Le gouvernement sri-lankais a lancé un nouvel appel à manifestations d'intérêt pour attirer des investisseurs internationaux vers l'aéroport international Mattala Rajapaksa (HRI), une infrastructure sous-utilisée qui accumule les pertes financières depuis son inauguration en 2013. Cette initiative intervient après l'échec d'un projet de concession de 30 ans avec un consortium indo-russe, dans un contexte de restructuration des actifs publics déficitaires imposée par le Fonds monétaire international.
Construit près de Hambantota, dans le sud de l'île, avec un financement chinois de 200 millions de dollars, l'aéroport Mattala Rajapaksa est devenu le symbole des infrastructures pharaoniques qui ont précipité le Sri Lanka dans la crise de la dette.
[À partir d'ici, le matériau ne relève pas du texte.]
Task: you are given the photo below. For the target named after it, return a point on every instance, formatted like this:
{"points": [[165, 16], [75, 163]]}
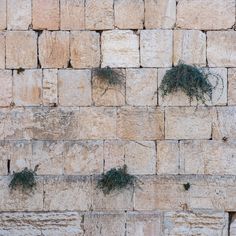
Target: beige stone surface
{"points": [[21, 49], [220, 48], [6, 88], [141, 87], [54, 49], [190, 47], [85, 49], [120, 48], [129, 14], [205, 14], [74, 87], [130, 120], [46, 14], [72, 14], [160, 14], [18, 14], [99, 14], [188, 123], [156, 48]]}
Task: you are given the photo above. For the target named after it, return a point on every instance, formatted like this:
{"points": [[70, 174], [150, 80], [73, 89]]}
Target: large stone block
{"points": [[140, 123], [156, 48], [120, 48], [21, 49], [54, 49], [46, 14], [206, 14], [74, 87], [85, 49], [220, 48], [141, 87], [190, 47]]}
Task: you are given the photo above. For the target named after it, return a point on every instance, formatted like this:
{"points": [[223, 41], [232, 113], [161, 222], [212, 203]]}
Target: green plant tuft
{"points": [[116, 179], [193, 81]]}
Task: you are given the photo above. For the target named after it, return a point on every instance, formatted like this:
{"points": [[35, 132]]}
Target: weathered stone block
{"points": [[74, 87], [85, 49], [156, 48], [99, 15], [21, 49], [205, 14], [220, 48], [129, 14], [46, 14], [141, 87], [140, 123], [27, 88], [190, 47], [72, 14], [54, 49], [160, 14], [18, 14], [120, 48]]}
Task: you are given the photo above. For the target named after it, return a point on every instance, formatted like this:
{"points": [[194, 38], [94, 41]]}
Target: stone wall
{"points": [[55, 112]]}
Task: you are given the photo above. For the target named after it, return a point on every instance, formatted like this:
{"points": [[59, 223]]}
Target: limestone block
{"points": [[67, 193], [220, 48], [160, 14], [54, 49], [85, 49], [50, 92], [46, 14], [27, 87], [74, 87], [129, 14], [190, 47], [168, 157], [21, 49], [140, 123], [18, 14], [47, 224], [205, 14], [188, 123], [205, 223], [146, 223], [72, 14], [105, 94], [99, 14], [97, 123], [120, 48], [6, 88], [141, 87], [156, 48], [83, 158]]}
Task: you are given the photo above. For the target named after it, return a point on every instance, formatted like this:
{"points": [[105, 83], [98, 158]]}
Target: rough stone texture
{"points": [[85, 49], [18, 14], [72, 14], [205, 14], [190, 47], [220, 48], [188, 123], [141, 87], [46, 14], [27, 88], [99, 15], [160, 14], [54, 49], [129, 14], [120, 48], [74, 87], [156, 48], [130, 120], [21, 49]]}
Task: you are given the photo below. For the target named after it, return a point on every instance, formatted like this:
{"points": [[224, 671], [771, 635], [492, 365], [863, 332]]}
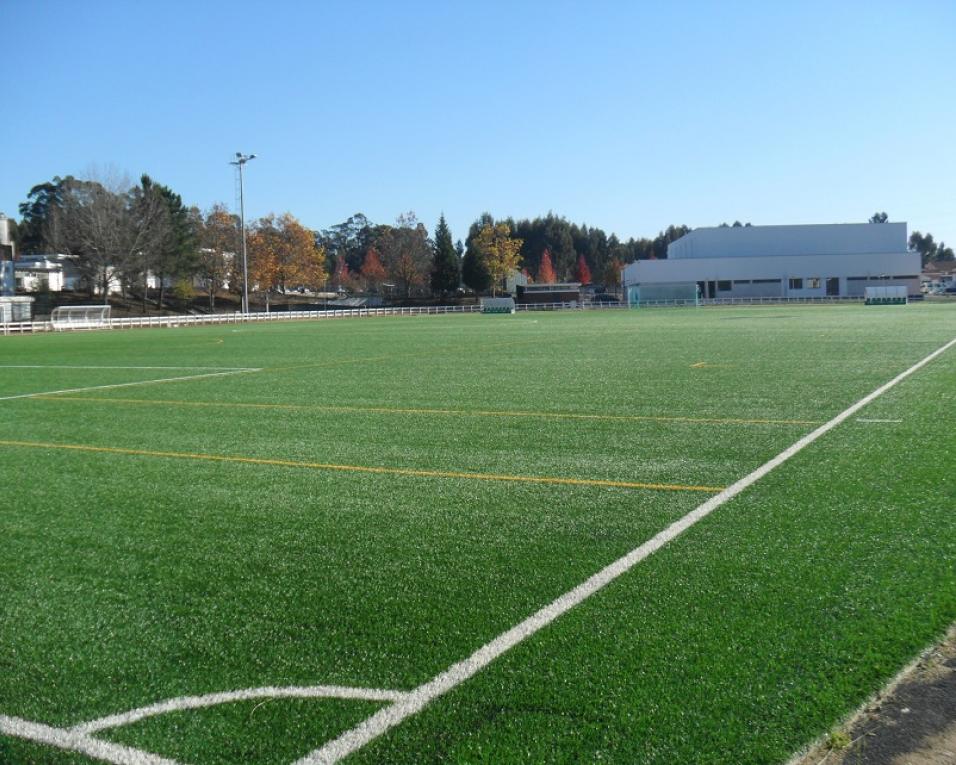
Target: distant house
{"points": [[55, 272], [827, 260], [562, 292]]}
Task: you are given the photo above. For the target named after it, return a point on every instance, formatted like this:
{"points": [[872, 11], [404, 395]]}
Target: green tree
{"points": [[474, 270], [445, 275]]}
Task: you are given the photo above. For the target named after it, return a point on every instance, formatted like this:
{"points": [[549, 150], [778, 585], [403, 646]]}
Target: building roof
{"points": [[769, 241]]}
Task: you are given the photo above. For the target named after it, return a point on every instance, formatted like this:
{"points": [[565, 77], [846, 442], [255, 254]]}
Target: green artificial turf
{"points": [[129, 578]]}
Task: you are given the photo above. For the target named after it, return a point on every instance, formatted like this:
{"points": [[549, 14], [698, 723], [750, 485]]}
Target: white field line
{"points": [[128, 385], [92, 366], [388, 717], [213, 699], [79, 742]]}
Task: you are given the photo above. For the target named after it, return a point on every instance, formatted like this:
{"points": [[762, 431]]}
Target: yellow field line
{"points": [[362, 468], [449, 412]]}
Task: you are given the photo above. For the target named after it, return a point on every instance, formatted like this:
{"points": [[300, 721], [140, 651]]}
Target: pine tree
{"points": [[445, 275], [372, 270], [474, 272]]}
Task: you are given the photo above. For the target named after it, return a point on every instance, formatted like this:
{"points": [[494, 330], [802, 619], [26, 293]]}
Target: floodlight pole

Depuis son ouverture il y a treize ans, l'installation n'accueille aucun vol commercial régulier et génère des revenus tellement faibles qu'ils ne couvrent même pas les factures d'électricité. Seules quelques opérations cargo et des vols charters sporadiques maintiennent une activité minimale sur ce site surnommé « l'aéroport le plus vide du monde ».
Le ministère des Ports et de l'Aviation civile, par l'intermédiaire d'Airport and Aviation Services (Sri Lanka) Ltd, a publié le 26 avril 2026 un appel à propositions pour des opportunités d'investissement couvrant les opérations aéroportuaires, les services cargo, la logistique et le développement touristique. Les autorités présentent l'infrastructure comme offrant « un potentiel inexploité pour le développement du tourisme exotique et l'investissement stratégique », malgré son bilan catastrophique.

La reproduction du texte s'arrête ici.